CHICAGO (CBS) -- Why are public hospitals in Cook County bleeding cash? Some critics think they have the answer.

 They say while Cook County Health and Hospitals System is cutting staff and services, some county commissioners say the agency is spending millions in contracts for consultants. 

 In one Youtube video, patients in Oak Forest Hospital beg the county to save the facility.

 "We have nowhere else to go," one patient says.

 He's been in Oak Forest Hospital for many years, unable to breathe on his own. He and others said they wanted the whole county to see their stories. 

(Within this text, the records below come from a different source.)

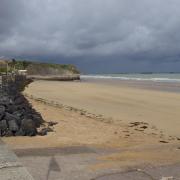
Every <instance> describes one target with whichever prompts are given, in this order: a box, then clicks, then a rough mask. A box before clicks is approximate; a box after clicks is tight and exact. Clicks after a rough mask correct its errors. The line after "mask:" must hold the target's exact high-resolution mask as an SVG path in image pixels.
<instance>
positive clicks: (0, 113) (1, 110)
mask: <svg viewBox="0 0 180 180" xmlns="http://www.w3.org/2000/svg"><path fill="white" fill-rule="evenodd" d="M5 110H6V109H5V107H4V106H2V105H1V106H0V120H1V119H2V118H3V116H4V114H5Z"/></svg>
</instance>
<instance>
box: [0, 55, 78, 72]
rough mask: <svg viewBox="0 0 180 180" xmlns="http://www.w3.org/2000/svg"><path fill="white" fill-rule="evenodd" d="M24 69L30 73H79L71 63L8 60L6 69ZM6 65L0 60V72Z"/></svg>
mask: <svg viewBox="0 0 180 180" xmlns="http://www.w3.org/2000/svg"><path fill="white" fill-rule="evenodd" d="M22 69H26V70H27V72H28V74H30V75H68V74H70V75H71V74H79V73H80V72H79V71H78V69H77V68H76V67H75V66H74V65H71V64H52V63H42V62H31V61H24V60H23V61H22V60H15V59H12V61H9V62H8V71H9V72H12V71H17V70H22ZM6 71H7V67H6V65H5V63H4V61H3V63H2V62H1V61H0V72H1V73H3V72H6Z"/></svg>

 They're hoping commissioners will remember them during the budget crisis.  The people behind the videos say Cook County Health and Hospitals System is failing to heal a bleeding budget right now -- cutting nurses and services, while paying millions in contracts to consultants.

 "The budget needs to be cut from the top. Not the bottom. We don't make that much money,"  Tya Robinson-May, a county health worker, told CBS 2's Pamela Jones

 She says she fears losing her job for advocating in support of the patients.  But, she says, the issue is too important to remain silent.  Another supporter agrees.

"It's even more staggering when you come to find out at the end of the fiscal year, they're crying broke.  Well what did you do with the money? We need accountability.  We need transparency," activist Rodney Ruff said.

They point to contracts like the one just extended with the Sibery Group out of Oak Brook. It was approved in December.

"One, two three, four increases on that one contract. So, $400,000 contract is now $2.1 million," said Cook County Commissioner Robert Steele as he reviewed documentation on the contract.

Another problem? He says one employee for Sibery Group also just got hired in a management position with the health system.  Steele says it smacks of conflict of interest. 

On Friday, Steele plans to bring the issues to the county with the hope of improving the way the health system does business.

"You've talked to us to the point that we need to do better scrutiny when we're paying bills and we're doing extensions of contracts," Steele said.

A spokesperson for the health system said the issue involving Sibery is not double-dipping for the employee who also works for the county now. 

Typically, the spokesperson says, one check is issued to each consulting company and not to individuals.

The health system added that many of its consultants are paid based on how much revenue they raise.

Commissioner Steele says he's pushing for a city ordinance that would stop consultants from getting hired by the county individually while their company is contracted to perform county services.